The Restorative Practices model that Doug Fisher, Nancy Frey, and Dominique Smith have created provides a proactive approach to school climate, discipline, and student relationships. Their work also discusses the importance of equity and the role equity plays in every approach in a school setting, from attendance to engagement to discipline.
Your personalized Restorative Practices workshop with a certified consultant will support your individual school or district in understanding how restorative practices can be an alternative to punitive approaches to classroom management. These practices humanize the schooling experience and allow individuals who cause harm to make amends. Restorative practices rely on strong relationships as well as clear systems and procedures to ensure that harm is addressed. The impact is increased equity for BIPOC students as well as a reduction in exclusionary practices such as suspension and expulsion. But as importantly, students change their behavior as they come to understand the impact that they have on others.

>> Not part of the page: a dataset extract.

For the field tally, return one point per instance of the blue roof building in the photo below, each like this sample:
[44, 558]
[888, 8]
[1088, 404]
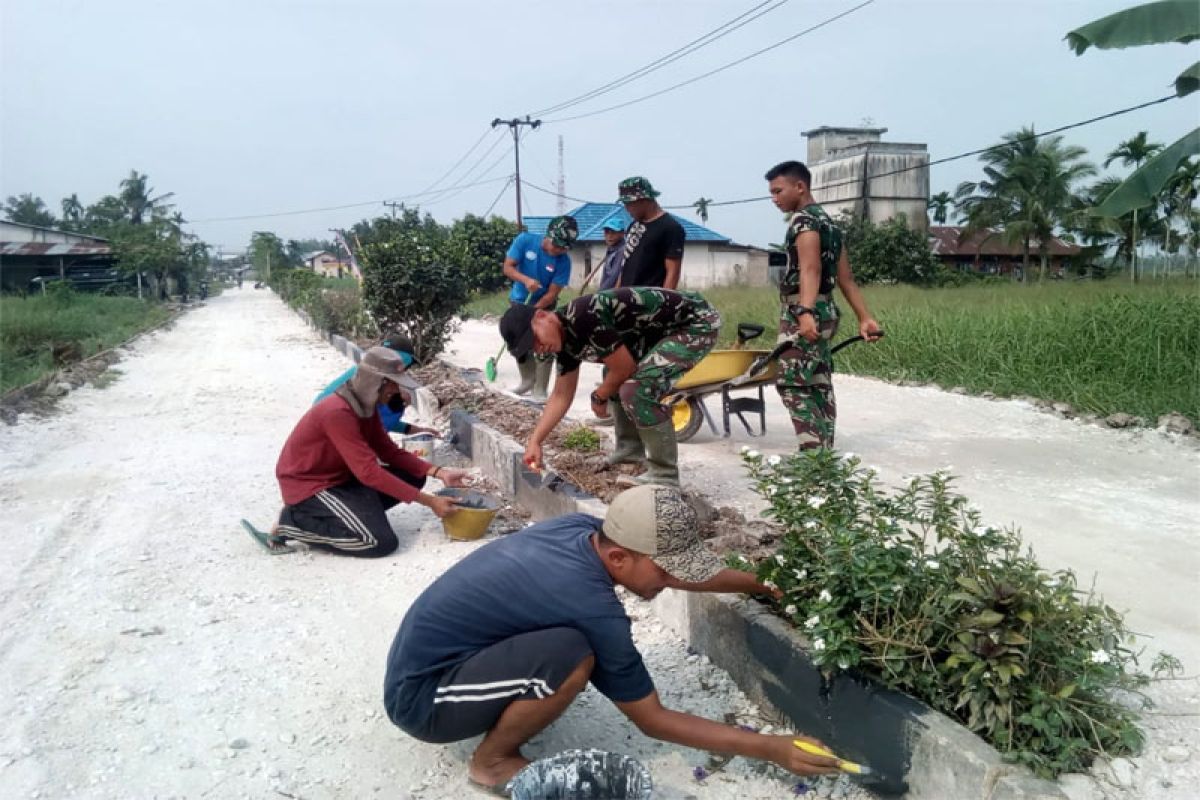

Session 1: Establishing a Restorative Culture
For restorative practices to take hold, educators must examine the current structures and policies that exist and then revise those policies to create space for restorative work. In addition, schools must develop a culture hospitable for restoration. In this session, we focus on the logic of restorative practices and build a restorative philosophy. In addition, we explore a common aspect of a restorative culture: circles. Drawing in the knowledge gained by indigenous peoples, we explore the structures of circles and how they function. We conclude the session focused on what success will look like when restorative practices take hold.
Session 2: Creating Classrooms Based on Restorative Practices
Healthy, growth-producing relationships are foundational to restorative practices. These relationships, based on trust and support, provide students with assurances that their teachers have the best interests in heart. Like all relationships, there are expectations for interactions and respect. In this session, we focus on the aspects of restorative practices that are grounded in the classroom, including developing and maintain health relationships, establishing expectations and teaching for engagement, using affective statements, and engaging in restorative conversations.
Session 3: Respect and Repair
Restorative cultures ensure that members of the community are treated with respect. That respect extends many ways, from teachers to students, students to teachers, students with peers, and among leadership and non-instructional staff. When a strong foundation of respect is established, and serious issues arise, schools with strong restorative cultures work to repair the harm that has been done.
To cultivate restorative practices in schools, leaders need to create and preserve the health of the school community. In this session leaders will examine current practices and policies that exist within the learning community. We will explore the principles, misconceptions, and components of restorative practices. In addition, leaders will be provided tools, strategies to implement, monitor, and support the philosophical shift to restorative practices.
For restorative practices to take hold, educators must examine the current structures and policies that exist and then revise those policies to create space for restorative work. In addition, schools must develop a culture hospitable for restoration. In this session, we focus on the inequities that are prevalent in our school and how we can use restorative practices to build an equitable environment for all. In addition, we explore a common aspect of a restorative culture: circles. Drawing in the knowledge gained by indigenous peoples, we explore the structures of circles and how they function. We conclude the session by looking at our classroom and the system to ensure restorative practices start the journey toward creating an equitable school community.
To move from ideas to implementation, teachers and leaders require just-in-time support. Much of this support can come from internal stakeholders within a school system. However, when implementing new practices that include philosophical shifts, educators tend to respond more effectively when they also have access to outsiders to the system who can provide confidential coaching. When these critical friends engage in coaching, educators can be venerable, question practices and ideas, grapple with their thinking, and try on strategies as part of a safe practice experience. There are a range of coaching options that have been successful in creating a restorative climate in schools and in ensuring shifts in classroom practice.